Единая теория структуры реальности, которая и является темой этой книги, на самом прямом уровне является просто комбинацией четырех господствующих фундаментальных теорий о соответствующих им областях. В этом смысле она тоже является «господствующей теорией» для этих четырех областей, рассматриваемых как единое целое. Достаточно широко признаны и некоторые связи между этими четырьмя нитями. Значит, и мой тезис также принимает форму «все-таки господствующая теория истинна!». Я не только защищаю серьезное отношение к каждой из фундаментальных теорий как к объяснению ее собственного предмета, я утверждаю, что все вместе они обеспечивают новый уровень объяснения единой структуры реальности.
Я также утверждал, что ни одну из четырех нитей невозможно понять должным образом, не понимая трех других. Возможно, это и есть ключ к тому, почему сохранятся недоверие ко всем этим господствующим теориям. Все четыре отдельных объяснения имеют общее непривлекательное свойство, которое подвергалось критике как «идеализированное и нереалистичное», «узкое» или «наивное» – а также «холодное», «механистическое» и «бесчеловечное». Я считаю, что в инстинктивном чувстве, которое стоит за подобной критикой, есть некоторая доля истины. Например, из тех, кто отрицает возможность искусственного интеллекта, а по сути отрицает то, что мозг – это физический объект, мало кто действительно пытается только выразить гораздо более разумный критический взгляд: что объяснение вычисления Тьюрингом, по-видимому, не оставляет места, даже в принципе, для любого будущего объяснения на основе физики умственных качеств, таких как сознание и свободная воля. В этом случае для энтузиастов искусственного интеллекта не лучшим вариантом является резкое заявление о том, что принцип Тьюринга гарантирует, что компьютер может сделать все, что может сделать мозг. Это, безусловно, так, однако это ответ на основе предсказания, а проблема заключается в объяснении. Здесь существует объяснительный пробел.

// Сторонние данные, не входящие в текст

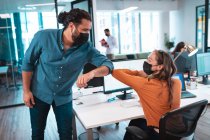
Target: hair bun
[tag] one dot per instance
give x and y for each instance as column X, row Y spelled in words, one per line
column 61, row 17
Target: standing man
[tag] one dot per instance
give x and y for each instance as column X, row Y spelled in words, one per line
column 51, row 66
column 110, row 44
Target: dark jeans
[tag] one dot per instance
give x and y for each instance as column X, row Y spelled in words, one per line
column 141, row 123
column 63, row 115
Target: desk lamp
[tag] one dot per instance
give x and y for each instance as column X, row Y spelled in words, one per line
column 191, row 51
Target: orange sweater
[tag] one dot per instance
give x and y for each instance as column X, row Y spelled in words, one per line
column 153, row 94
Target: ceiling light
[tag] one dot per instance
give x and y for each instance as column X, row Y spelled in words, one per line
column 128, row 9
column 39, row 4
column 4, row 15
column 26, row 8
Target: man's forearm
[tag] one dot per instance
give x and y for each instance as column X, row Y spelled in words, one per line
column 26, row 80
column 101, row 71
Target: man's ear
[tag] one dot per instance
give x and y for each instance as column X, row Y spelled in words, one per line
column 160, row 67
column 71, row 26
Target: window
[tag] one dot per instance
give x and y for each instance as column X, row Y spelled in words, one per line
column 135, row 31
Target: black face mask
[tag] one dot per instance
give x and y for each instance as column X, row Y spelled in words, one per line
column 80, row 39
column 147, row 68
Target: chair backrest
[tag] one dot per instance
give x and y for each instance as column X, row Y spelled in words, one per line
column 181, row 122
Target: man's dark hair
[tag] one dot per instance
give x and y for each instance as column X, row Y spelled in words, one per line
column 106, row 30
column 75, row 15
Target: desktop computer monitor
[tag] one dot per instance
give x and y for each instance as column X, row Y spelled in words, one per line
column 96, row 81
column 203, row 67
column 113, row 85
column 184, row 63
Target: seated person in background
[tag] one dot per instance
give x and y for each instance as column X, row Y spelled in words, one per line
column 179, row 48
column 157, row 90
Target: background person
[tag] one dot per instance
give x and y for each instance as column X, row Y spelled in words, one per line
column 110, row 44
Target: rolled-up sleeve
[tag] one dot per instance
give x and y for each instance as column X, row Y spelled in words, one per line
column 97, row 59
column 32, row 54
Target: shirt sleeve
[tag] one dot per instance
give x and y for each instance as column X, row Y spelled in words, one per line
column 129, row 78
column 32, row 54
column 97, row 59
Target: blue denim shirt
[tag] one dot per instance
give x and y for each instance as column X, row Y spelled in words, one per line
column 55, row 71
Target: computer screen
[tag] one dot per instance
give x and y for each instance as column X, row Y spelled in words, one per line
column 184, row 63
column 113, row 85
column 203, row 66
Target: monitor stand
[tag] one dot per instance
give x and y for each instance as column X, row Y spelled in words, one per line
column 125, row 95
column 205, row 80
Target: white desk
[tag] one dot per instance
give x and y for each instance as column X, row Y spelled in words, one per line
column 4, row 70
column 95, row 111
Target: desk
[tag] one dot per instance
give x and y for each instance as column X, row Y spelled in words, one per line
column 4, row 70
column 95, row 111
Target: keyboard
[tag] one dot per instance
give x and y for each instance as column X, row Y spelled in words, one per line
column 187, row 94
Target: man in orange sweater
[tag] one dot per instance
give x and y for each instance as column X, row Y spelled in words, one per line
column 157, row 90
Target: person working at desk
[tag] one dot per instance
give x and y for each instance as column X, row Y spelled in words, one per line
column 157, row 90
column 51, row 66
column 110, row 44
column 179, row 48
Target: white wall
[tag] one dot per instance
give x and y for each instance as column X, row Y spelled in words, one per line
column 183, row 21
column 178, row 18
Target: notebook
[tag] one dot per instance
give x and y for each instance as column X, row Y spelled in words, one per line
column 184, row 93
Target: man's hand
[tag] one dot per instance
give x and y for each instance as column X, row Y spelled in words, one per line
column 83, row 79
column 142, row 73
column 28, row 99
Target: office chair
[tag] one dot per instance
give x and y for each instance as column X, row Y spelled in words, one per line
column 175, row 124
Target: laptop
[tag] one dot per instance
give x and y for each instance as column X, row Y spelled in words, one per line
column 184, row 93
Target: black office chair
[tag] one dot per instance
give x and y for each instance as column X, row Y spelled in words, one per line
column 175, row 124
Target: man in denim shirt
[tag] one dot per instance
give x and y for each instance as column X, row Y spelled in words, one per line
column 51, row 66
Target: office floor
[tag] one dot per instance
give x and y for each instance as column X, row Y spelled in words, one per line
column 15, row 124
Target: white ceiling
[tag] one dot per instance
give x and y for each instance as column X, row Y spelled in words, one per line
column 11, row 6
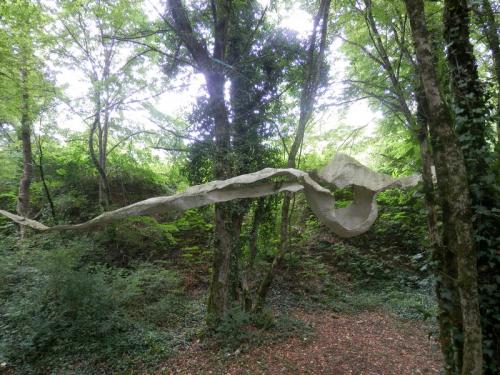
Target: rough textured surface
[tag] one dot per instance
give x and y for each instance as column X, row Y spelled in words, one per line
column 370, row 343
column 342, row 171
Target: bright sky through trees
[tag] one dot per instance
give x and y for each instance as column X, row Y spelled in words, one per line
column 183, row 92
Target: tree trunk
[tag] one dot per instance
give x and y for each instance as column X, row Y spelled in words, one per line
column 489, row 26
column 103, row 178
column 227, row 216
column 23, row 199
column 449, row 314
column 471, row 114
column 42, row 177
column 308, row 94
column 454, row 192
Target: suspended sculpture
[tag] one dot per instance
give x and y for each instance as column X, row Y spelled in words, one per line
column 342, row 171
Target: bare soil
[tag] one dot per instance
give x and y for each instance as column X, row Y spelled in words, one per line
column 368, row 343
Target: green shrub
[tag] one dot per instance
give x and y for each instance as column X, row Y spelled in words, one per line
column 64, row 314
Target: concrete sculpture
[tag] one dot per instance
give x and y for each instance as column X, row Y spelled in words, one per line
column 342, row 171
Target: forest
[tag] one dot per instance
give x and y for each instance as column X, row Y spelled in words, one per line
column 250, row 187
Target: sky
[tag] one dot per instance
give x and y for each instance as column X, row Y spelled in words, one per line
column 177, row 102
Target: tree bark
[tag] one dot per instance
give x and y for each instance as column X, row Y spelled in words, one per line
column 227, row 218
column 445, row 269
column 315, row 56
column 42, row 177
column 490, row 27
column 23, row 198
column 454, row 192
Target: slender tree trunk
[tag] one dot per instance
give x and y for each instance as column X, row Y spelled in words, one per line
column 309, row 89
column 42, row 177
column 23, row 199
column 103, row 179
column 490, row 27
column 227, row 218
column 454, row 192
column 249, row 276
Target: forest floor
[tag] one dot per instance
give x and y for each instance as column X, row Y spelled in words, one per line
column 371, row 342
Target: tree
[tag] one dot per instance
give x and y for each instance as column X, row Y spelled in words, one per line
column 24, row 81
column 485, row 13
column 312, row 69
column 379, row 45
column 454, row 192
column 89, row 34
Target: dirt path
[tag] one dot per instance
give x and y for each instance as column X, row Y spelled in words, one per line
column 364, row 344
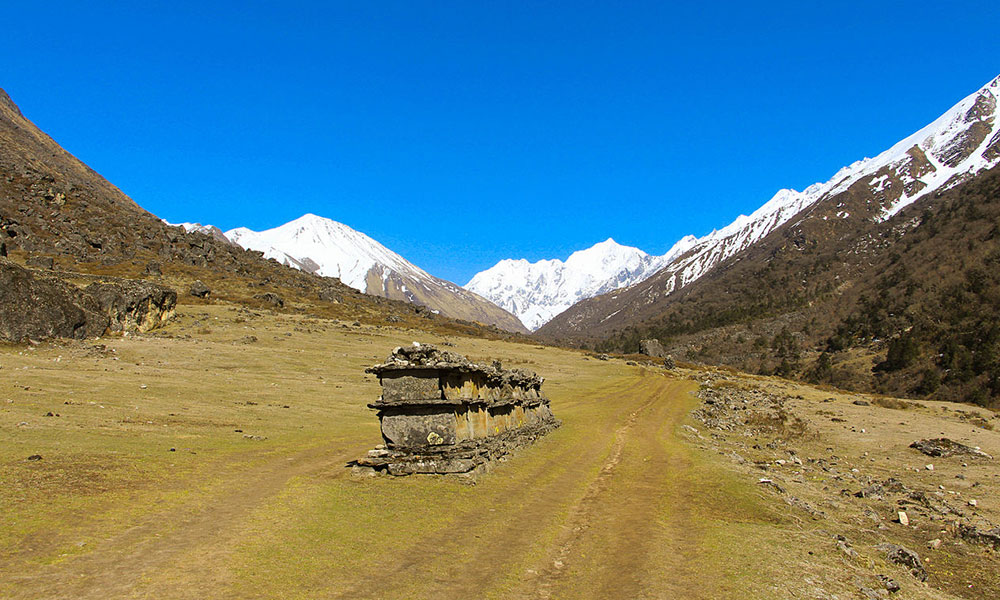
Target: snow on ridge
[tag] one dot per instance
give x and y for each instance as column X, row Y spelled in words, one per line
column 536, row 292
column 340, row 251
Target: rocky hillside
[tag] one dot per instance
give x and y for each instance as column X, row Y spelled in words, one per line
column 886, row 282
column 331, row 249
column 60, row 217
column 952, row 149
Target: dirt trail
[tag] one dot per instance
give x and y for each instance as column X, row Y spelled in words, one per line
column 602, row 548
column 601, row 517
column 138, row 557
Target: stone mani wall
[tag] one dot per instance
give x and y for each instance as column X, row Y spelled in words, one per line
column 440, row 413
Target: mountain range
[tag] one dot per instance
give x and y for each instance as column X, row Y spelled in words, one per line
column 330, row 249
column 947, row 152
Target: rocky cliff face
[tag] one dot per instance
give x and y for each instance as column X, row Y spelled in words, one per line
column 57, row 213
column 538, row 291
column 325, row 247
column 36, row 306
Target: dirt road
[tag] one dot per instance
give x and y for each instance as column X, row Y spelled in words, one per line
column 599, row 515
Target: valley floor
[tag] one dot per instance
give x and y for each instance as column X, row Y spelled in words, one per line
column 208, row 461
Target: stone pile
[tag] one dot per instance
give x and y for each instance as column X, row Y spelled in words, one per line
column 443, row 414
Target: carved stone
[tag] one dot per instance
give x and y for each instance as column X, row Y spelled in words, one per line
column 442, row 414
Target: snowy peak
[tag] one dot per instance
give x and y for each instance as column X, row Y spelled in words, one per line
column 338, row 250
column 955, row 147
column 331, row 249
column 538, row 291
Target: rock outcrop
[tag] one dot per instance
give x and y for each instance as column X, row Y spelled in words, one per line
column 133, row 305
column 37, row 307
column 652, row 348
column 442, row 414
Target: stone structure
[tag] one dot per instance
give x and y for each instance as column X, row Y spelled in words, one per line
column 441, row 413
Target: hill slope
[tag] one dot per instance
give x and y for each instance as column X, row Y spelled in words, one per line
column 53, row 205
column 893, row 270
column 538, row 291
column 962, row 142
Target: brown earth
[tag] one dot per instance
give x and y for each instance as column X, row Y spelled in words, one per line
column 208, row 460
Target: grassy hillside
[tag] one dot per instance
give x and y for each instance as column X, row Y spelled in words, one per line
column 906, row 307
column 209, row 460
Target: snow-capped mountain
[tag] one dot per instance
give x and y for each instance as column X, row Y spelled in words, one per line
column 538, row 291
column 962, row 142
column 211, row 230
column 331, row 249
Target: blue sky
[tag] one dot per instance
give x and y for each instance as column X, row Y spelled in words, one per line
column 461, row 133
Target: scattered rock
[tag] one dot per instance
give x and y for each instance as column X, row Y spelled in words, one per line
column 331, row 295
column 133, row 305
column 987, row 537
column 905, row 557
column 945, row 447
column 37, row 307
column 271, row 299
column 41, row 262
column 652, row 348
column 889, row 584
column 845, row 547
column 199, row 290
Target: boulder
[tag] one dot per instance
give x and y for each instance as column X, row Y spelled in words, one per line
column 37, row 307
column 133, row 305
column 271, row 298
column 199, row 289
column 652, row 348
column 330, row 295
column 945, row 447
column 905, row 557
column 41, row 262
column 33, row 307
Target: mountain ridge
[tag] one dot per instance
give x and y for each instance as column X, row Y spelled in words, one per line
column 961, row 142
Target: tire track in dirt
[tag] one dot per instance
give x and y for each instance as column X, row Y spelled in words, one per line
column 450, row 563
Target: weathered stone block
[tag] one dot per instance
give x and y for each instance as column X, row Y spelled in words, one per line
column 429, row 428
column 652, row 348
column 411, row 385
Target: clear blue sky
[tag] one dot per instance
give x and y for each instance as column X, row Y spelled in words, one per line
column 460, row 133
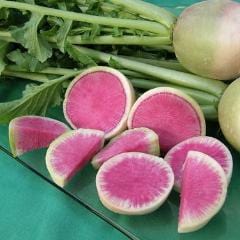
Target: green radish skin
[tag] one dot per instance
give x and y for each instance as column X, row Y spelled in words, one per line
column 206, row 39
column 229, row 114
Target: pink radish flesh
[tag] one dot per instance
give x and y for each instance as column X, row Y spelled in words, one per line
column 71, row 151
column 203, row 193
column 134, row 183
column 208, row 145
column 99, row 99
column 171, row 116
column 28, row 133
column 134, row 140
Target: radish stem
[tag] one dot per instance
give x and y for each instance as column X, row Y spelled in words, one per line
column 151, row 11
column 175, row 77
column 80, row 17
column 202, row 98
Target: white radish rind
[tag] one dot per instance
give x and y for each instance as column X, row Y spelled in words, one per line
column 150, row 137
column 173, row 92
column 129, row 95
column 58, row 177
column 205, row 144
column 229, row 114
column 19, row 133
column 189, row 221
column 126, row 206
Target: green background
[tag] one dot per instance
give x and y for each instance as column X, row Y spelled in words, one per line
column 33, row 208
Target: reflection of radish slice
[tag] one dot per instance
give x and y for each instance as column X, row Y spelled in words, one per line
column 99, row 98
column 134, row 183
column 204, row 188
column 133, row 140
column 208, row 145
column 28, row 133
column 173, row 115
column 70, row 152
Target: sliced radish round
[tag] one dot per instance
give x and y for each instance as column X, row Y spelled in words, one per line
column 134, row 140
column 28, row 133
column 208, row 145
column 70, row 152
column 204, row 189
column 99, row 98
column 134, row 183
column 173, row 115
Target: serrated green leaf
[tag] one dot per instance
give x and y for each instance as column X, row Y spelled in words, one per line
column 62, row 34
column 25, row 61
column 116, row 32
column 96, row 29
column 80, row 57
column 4, row 13
column 114, row 64
column 3, row 49
column 29, row 37
column 35, row 101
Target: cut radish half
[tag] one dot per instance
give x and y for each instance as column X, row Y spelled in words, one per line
column 99, row 98
column 204, row 188
column 173, row 115
column 208, row 145
column 70, row 152
column 28, row 133
column 134, row 140
column 134, row 183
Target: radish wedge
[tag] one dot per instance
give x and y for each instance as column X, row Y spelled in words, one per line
column 204, row 189
column 173, row 115
column 208, row 145
column 133, row 140
column 70, row 152
column 134, row 183
column 99, row 98
column 28, row 133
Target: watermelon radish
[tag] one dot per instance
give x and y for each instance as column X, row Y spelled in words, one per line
column 204, row 189
column 70, row 152
column 208, row 145
column 99, row 98
column 173, row 115
column 134, row 183
column 28, row 133
column 134, row 140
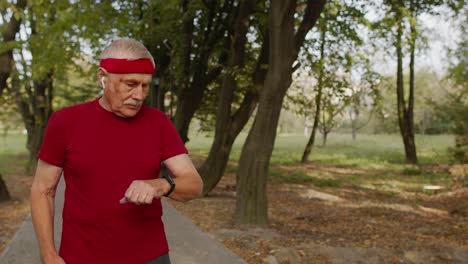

Я не думаю, что этот пробел можно заполнить без привлечения трех оставшихся нитей. Сейчас, как я уже сказал, я полагаю, что мозг – это классический, а не квантовый компьютер, поэтому я не жду объяснения сознания как квантово-вычислительного явления некоторого рода. Тем не менее я ожидаю, что объединение вычисления и квантовой физики и, вероятно, более широкое объединение всех четырех нитей будет важным для фундаментального философского прогресса, из которого однажды последует понимание сознания.
Чтобы читатель не счел это парадоксальным, позвольте мне провести аналогию с похожей проблемой из более ранней эпохи: «Что такое жизнь?» Эту проблему решил Дарвин. Смысл решения заключался в идее о том, что сложная и очевидно целенаправленная форма, которую мы наблюдаем в живых организмах, не встроена в реальность ab initio [57] , но является эмерджентным следствием действия законов физики. Законы физики не управляют формой слонов и павлинов в большей степени, чем это сделал бы Создатель. Они не дают указания на результаты, особенно на эмерджентные результаты; они просто определяют правила, в соответствии с которыми происходит взаимодействие атомов и им подобных объектов.
57
С самого начала (лат.). – Прим. ред.